A product of the summer of 1885, when Twachtman visited Honfleur, this etching depicts the same scene as his painting Road near Honfleur (OP.735), which was exhibited in his solo exhibition at J. Eastman Chase's Gallery, Boston, in January 1886 (1886 J. Eastman Chase's Gallery). Twachtman probably created the etching to represent the painting, and the image was reversed in the printing process . Nonetheless, the two images are different, and the etching has a vitality that is not as obvious in the painting. In the etching, Twachtman made use of accidental scratch marks, incorporating them into the design and he reinforced the motifs with firm lines, in the turn of the road and the rounded contours and upright shapes of the trees. In the painting, the house at the right is smaller and nestled more completely in the land, whereas it is more integral with the design here.

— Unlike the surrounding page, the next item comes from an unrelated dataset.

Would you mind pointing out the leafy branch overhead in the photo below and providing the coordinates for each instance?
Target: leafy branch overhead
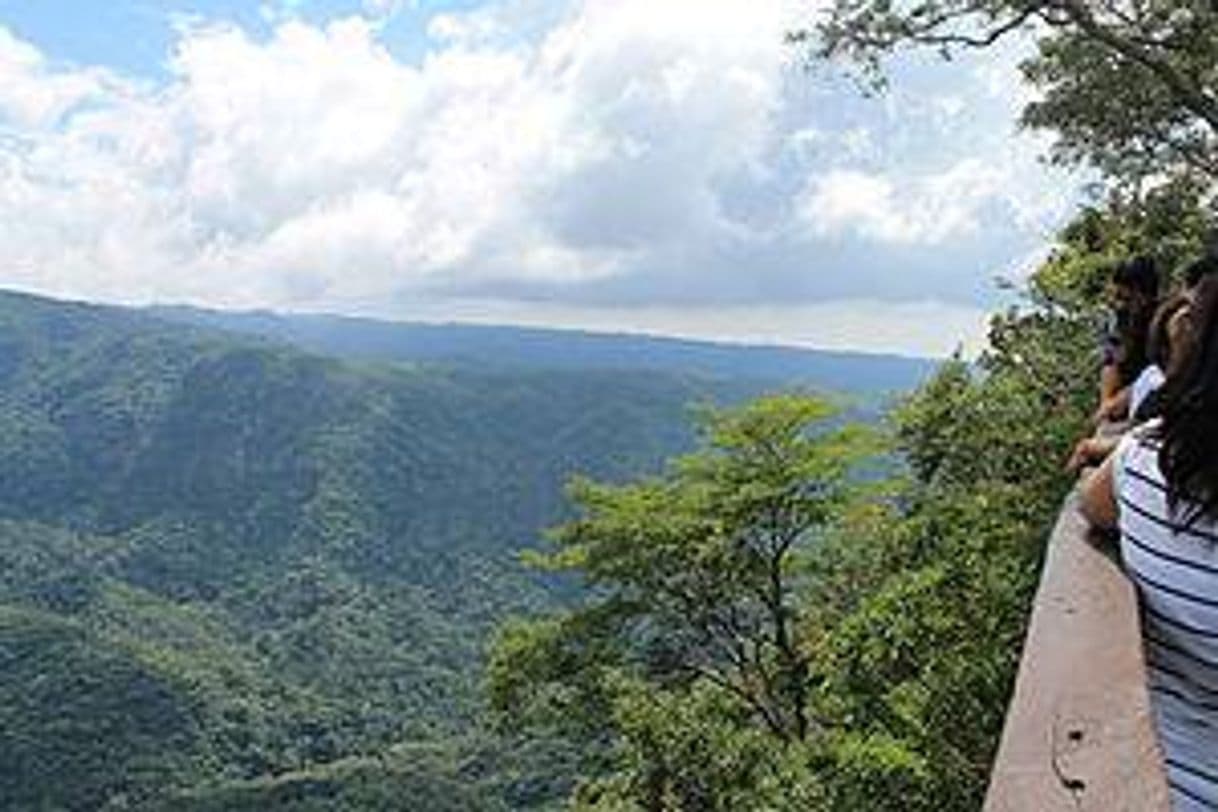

The impression in the Smithsonian American Art Museum, illustrated here, is a posthumous etching. It was among nineteen etchings reprinted for the 1921 exhibition at Frederick Keppel and Company, New York. According to Baskett, the image was probably printed by Peter Platt, a professional printer who produced etchings for Childe Hassam and John Sloan.
From Wickenden 1921
In . . . Road near Honfleur, the irregular lines of the roadway swing round a thatched cottage on the right and disappear up the hillside beyond. Against the sky appear the picture silhouettes of several poplars that border the rustic thoroughfare and distant woods limit the high sky-line. After etching the design in pure line the artist appears to have added tone with aquatint or Sulphur wash which reaches its intensest notes under the bank near the end of the cottage and in the foliage of the poplars. It brings to mind a manner Hervier was wont to employ and an apparent ease of accomplishment marks the free rendering of this quaint old Norman byway [pp. 29–30].
The happy little "Road Near Honfleur," especially is distinguished by the subtle line of the wandering road, winding and climbing into a distance that bends at the horizon as the masters alone know how to make it bend; but again the amazing characteristic of the plate, with its rapid, sketchy lines and careless blotches of tone, is the massiveness of the effect.